Guillaume Frantzwa, archiviste, conservateur et historien d’art, rappelle aussi le succès du projet muséal plus récent du Louvre Abu Dhabi initié par Jacques Chirac dès 2005 - soutenu par les présidents de la République qui lui ont succédé -, et qui s’inscrit dans la continuité du soft power - concept géopolitique développé en 1990 par Joseph Nye. Depuis 2010, c’est plutôt la notion de « diplomatie d’influence » qui prévaut pour désigner les activités culturelles sans l’imposition de la force.

L’auteur a étudié les ressources du Ministère de l’Europe et des Affaires étrangères et d’institutions culturelles. A la fin du XIXe siècle, la langue française a un poids au niveau mondial. La culture est essentiellement définie par l’art, la musique, les lettres et les sciences – désormais elle couvre la mode, le design, les arts visuels... La défaite de 1870 provoque un fort traumatisme, l’influence de la France semble vaciller. L’Alliance française est fondée en 1883 par un collectif de bourgeois et de fonctionnaires pour permettre la diffusion du français et de la pensée française. A la Belle Époque, Paris est la capitale des arts. Cependant il y aurait une perte d’influence entre 1870 et 1920. Les élites et des citoyens se mobilisent et participent à la création d’outils soutenus par l’État. Pendant la première partie du XXe siècle, un ensemble de structures contribuent à la politique culturelle hors de nos frontières : « L’enjeu n’est pas seulement une question de prestige et de célébrité, précise Guillaume Frantzwa, c’est aussi un souci de diffuser des valeurs et une vision du monde. »

Le potentiel des réseaux culturels

L’ouvrage de Guillaume Frantzwa permet de prendre conscience du potentiel des réseaux culturels toujours actifs à travers le monde. La Mission Laïque (1902) développe des lycées.
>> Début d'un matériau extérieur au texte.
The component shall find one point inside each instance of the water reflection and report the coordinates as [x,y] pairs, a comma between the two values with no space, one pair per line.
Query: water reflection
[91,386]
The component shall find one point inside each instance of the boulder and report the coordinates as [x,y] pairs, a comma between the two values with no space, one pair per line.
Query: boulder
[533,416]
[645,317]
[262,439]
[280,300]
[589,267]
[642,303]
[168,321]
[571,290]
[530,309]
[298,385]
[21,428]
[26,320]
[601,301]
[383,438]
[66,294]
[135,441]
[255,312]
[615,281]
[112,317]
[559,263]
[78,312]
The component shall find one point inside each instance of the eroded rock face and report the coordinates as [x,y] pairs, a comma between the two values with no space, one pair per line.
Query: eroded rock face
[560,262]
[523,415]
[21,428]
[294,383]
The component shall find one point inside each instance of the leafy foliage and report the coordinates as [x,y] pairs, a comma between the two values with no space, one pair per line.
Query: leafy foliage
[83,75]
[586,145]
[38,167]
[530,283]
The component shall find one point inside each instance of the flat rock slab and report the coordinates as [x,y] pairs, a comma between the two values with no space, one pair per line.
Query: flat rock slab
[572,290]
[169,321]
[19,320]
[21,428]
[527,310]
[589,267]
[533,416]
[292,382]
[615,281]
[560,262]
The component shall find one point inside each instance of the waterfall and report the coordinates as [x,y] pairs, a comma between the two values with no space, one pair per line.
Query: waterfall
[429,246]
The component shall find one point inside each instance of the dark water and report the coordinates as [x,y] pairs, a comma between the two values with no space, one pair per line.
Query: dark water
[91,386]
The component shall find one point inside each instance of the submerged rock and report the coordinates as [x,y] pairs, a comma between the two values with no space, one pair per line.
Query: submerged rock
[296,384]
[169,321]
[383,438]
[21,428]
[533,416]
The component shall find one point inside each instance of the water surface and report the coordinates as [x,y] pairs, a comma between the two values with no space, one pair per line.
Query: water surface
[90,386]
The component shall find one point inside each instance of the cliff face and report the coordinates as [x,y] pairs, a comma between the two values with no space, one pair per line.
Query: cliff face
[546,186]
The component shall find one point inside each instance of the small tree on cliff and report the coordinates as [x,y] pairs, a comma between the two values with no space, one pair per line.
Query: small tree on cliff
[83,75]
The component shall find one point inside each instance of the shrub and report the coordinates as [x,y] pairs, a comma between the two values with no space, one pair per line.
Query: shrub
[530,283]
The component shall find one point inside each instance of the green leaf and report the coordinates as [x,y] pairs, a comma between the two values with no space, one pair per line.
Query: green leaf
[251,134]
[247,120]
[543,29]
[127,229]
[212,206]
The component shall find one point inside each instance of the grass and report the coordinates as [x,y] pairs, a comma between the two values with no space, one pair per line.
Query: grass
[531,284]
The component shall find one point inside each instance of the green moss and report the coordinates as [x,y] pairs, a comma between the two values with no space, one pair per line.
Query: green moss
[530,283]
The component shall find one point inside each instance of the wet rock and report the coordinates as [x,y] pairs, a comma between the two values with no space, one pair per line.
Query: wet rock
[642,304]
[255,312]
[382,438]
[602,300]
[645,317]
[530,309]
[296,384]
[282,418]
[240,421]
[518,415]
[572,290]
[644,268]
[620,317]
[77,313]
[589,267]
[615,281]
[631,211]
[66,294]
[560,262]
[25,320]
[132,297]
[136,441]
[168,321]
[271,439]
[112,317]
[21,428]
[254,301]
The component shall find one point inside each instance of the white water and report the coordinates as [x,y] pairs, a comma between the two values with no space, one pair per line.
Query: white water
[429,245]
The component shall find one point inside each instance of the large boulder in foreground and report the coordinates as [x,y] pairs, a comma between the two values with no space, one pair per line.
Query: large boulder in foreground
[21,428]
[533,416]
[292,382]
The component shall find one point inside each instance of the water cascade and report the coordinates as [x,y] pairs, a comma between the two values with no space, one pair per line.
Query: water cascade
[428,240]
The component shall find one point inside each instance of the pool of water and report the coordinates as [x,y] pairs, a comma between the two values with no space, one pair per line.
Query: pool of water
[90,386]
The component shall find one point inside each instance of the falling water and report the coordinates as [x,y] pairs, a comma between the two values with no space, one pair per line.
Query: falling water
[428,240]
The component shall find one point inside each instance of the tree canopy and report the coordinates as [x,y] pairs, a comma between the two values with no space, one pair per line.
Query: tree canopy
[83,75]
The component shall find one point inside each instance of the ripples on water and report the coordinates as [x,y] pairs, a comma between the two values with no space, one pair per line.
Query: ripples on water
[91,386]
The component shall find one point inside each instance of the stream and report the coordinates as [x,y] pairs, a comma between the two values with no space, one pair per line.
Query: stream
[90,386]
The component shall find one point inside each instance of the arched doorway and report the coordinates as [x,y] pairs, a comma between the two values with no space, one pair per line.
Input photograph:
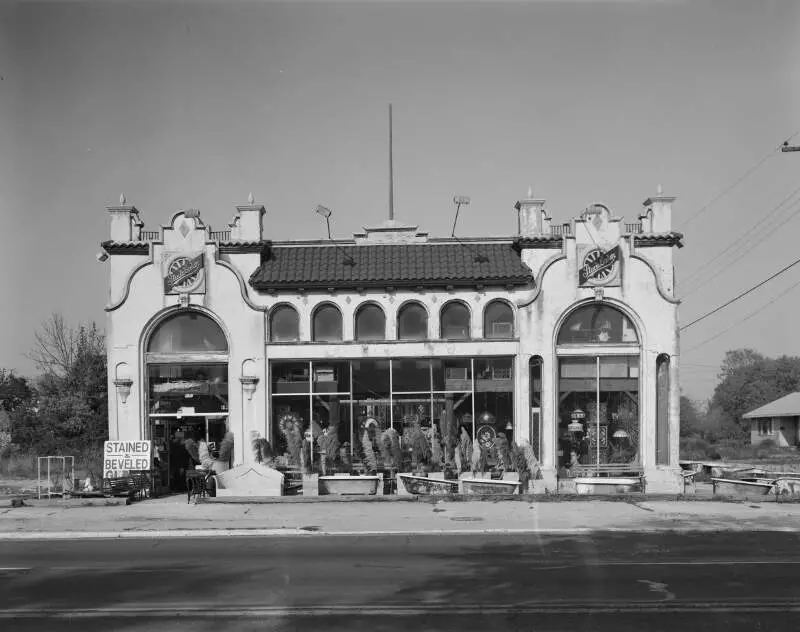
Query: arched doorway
[186,358]
[598,351]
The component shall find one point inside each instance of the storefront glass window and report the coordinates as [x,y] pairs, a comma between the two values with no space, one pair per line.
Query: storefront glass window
[370,323]
[284,324]
[189,332]
[598,412]
[498,320]
[412,322]
[494,394]
[452,374]
[455,321]
[327,325]
[411,375]
[357,397]
[597,324]
[291,377]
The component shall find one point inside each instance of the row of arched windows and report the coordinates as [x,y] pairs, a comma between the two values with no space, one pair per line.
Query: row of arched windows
[412,322]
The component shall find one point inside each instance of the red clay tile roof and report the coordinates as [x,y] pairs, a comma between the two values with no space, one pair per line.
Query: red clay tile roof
[394,265]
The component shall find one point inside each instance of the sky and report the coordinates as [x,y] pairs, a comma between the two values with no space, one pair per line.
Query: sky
[197,104]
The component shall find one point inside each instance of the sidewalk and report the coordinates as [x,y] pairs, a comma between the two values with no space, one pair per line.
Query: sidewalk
[165,517]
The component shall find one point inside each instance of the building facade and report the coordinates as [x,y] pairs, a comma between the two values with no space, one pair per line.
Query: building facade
[564,336]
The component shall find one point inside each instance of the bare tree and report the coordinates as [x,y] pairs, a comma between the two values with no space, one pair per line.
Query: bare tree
[59,347]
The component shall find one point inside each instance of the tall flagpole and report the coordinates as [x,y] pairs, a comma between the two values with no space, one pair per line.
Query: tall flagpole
[391,169]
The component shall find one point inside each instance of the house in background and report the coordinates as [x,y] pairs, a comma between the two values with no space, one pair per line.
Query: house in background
[778,421]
Les premiers instituts français (1907) sont des lieux d’accueil et permettent les échanges entre étudiants. L’Institut français de Florence joue un rôle favorable pendant la Première Guerre mondiale avec une propagande pro-française. Ce constat accentue l’implantation d’instituts français. En 1922, l’Association française d’action artistique (AFAA) – initiative des Ministères des Affaires étrangères et de l’Instruction publique - doit promouvoir les artistes vivants. L’institution devenue l’Institut français vient de fêter son siècle d’existence.

Après la Seconde Guerre mondiale, l’essaimage des lycées français vise à contenir l’avancée de l’anglais mais le combat semble perdu. Malgré le manque de moyens, la politique culturelle est active sur la scène internationale : relance du Festival de Cannes, tournées d’artistes, exposition France come back à New York en 1946, engagement à l’ONU et à l’Unesco… La seconde partie du siècle reste mouvementée avec les conflits coloniaux, la guerre froide…

De nouveaux champs d’action sont explorés comme la Francophonie, des missions archéologiques, de grandes expositions, la coopération scientifique… Au Ministère de la culture, après Malraux, Jack Lang fait preuve d’inventivité - certaines de ses propositions sont reprises à l’international (Fête de la musique, Journée du patrimoine…). Le livre cite peu de ministres du Quai d’Orsay, excepté Jean-Yves Le Drian qui a soutenu le projet de La Villa Albertine (2021) – résidences de création dans dix villes américaines. Actuellement, les défis restent nombreux même si la France est une référence culturelle couronnée par des succès : la diplomatie des musées, le duo Daft Punk, l’ouverture à d’autres cultures... L’anglais domine et la position de la France est attaquée dans un contexte géopolitique mouvant. Guillaume Frantzwa alerte sur l’importance de rester un acteur de la diplomatie. Il est préoccupé par le sous-investissement du numérique, d’Internet, des réseaux sociaux. Il préconise un renforcement de l’éducation en France et dans le monde.

Fatma Alilate

L’image de la puissance, la diplomatie culturelle de la France au XXe siècle de Guillaume Frantzwa. Parution le 16.11.23 - 256 pages, Coéditions Perrin et MEAF, 29 €.